# Puppy with really bad impulse control?



## ShannonKk (Sep 8, 2021)

Hi guys this is my first time on this forum!
I have a 14 1/2 week old cockapoo puppy that is really great and very sweet most of the time. But when I put her on leash and we’re outside in the backyard and I’m trying to get her to go potty or we’re on a walk she will just out of nowhere start growling, jumping around, biting and pulling on the leash. It’s like she has the zoomies plus all the behaviours I listed above. I am not sure if she’s just playing around and thinks it’s a game or if she’s actually upset and is showing signs of aggression or something else. I notice that she mostly does this when I’m walking in the opposite direction that she wants to go. It’s almost as if she’s throwing a temper tantrum.
The other day I was at a park and was introducing her, at a distance, from my friends puppy. They didn’t have all their shots yet so I couldn’t let them actually interact how she normally would with other dogs that do have all their shots. So I guess she found it upsetting that I wouldn’t let her go play around with this other puppy so she started growling and barking and pulling and when I would kneel down to try and calm her down she would just continue to do this and then bit me as I was picking her up. It’s like she just went ballistic...
I didn’t have these problems the first 2-3 weeks I had her, it only really started about 1 1/2 to 2 weeks ago.
I should note that she does growl quite a bit during playtime, especially during tug of war.
Has anyone else had to deal with this with their puppy? I’ve owned German shepherds before and as puppies they would never growl and start biting and pulling the leash or go ballistic like my cockapoo puppy does.
Any advice would be great.
I just really want to know if anyone else has had this problem with their cockapoo puppy and if they ended up growing out of it.
Thank you!


----------



## Lena11 (Aug 1, 2021)

That's not usual something a dog grows out of. Have you started puppy classes with her?


----------



## 2ndhandgal (Aug 29, 2011)

She sounds like she got really frustrated - imagine taking a small child to a play date with other children, then letting them watch for a while and then picking child up and trying to take them home - they would most likely throw a huge tantrum and sounds like this is what your pup effectively did as she could not communicate how frustrated she was. Do you have a fenced area of the garden so she can be off the leash for toileting as this would also reduce frustration as some pups can get frustrated at not being able to run and play. 
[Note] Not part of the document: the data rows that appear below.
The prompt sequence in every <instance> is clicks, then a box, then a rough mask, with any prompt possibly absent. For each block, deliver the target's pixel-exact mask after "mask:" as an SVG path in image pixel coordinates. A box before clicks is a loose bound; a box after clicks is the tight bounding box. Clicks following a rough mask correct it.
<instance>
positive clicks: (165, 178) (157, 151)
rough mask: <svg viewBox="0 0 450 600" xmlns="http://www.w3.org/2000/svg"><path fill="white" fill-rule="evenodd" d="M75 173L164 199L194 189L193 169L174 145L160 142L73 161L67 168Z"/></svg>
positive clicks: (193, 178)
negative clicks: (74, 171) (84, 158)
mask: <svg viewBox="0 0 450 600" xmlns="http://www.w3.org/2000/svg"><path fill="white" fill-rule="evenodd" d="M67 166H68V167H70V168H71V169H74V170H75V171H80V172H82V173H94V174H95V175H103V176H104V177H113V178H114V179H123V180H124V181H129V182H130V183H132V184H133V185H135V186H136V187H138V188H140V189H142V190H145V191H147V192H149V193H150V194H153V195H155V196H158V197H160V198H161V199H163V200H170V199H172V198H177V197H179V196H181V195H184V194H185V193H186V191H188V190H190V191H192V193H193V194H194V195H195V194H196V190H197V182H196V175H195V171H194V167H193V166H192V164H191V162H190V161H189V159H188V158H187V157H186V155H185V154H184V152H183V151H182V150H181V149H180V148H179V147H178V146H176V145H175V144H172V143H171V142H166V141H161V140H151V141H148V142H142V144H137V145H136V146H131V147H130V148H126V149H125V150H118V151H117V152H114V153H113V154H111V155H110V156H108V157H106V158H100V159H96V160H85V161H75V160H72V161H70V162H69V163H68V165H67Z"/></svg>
Growling when playing is something some pups do more than other and has nothing to do with aggression - self control needs to be learned and built up - definitely would be good to start some classes with her with a good reward based trainer.


----------



## Evelyn_New_Jersey (May 7, 2020)

Sounds like a play-growling type of vocalization. My dog grabs the leash and wants to play tug of war, growls etc. He also growls when playing with other dogs. It's completely non-aggressive, even though it sounds aggressive. It's just a vocalization that says, "I'm feeling playful!" Try playing back when your dog does this, and your dog will be so happy that you've finally caught on. Granted it can be annoying when your dog is jumping around and you want to get walking, but hey, it's just a little bit of fun.


----------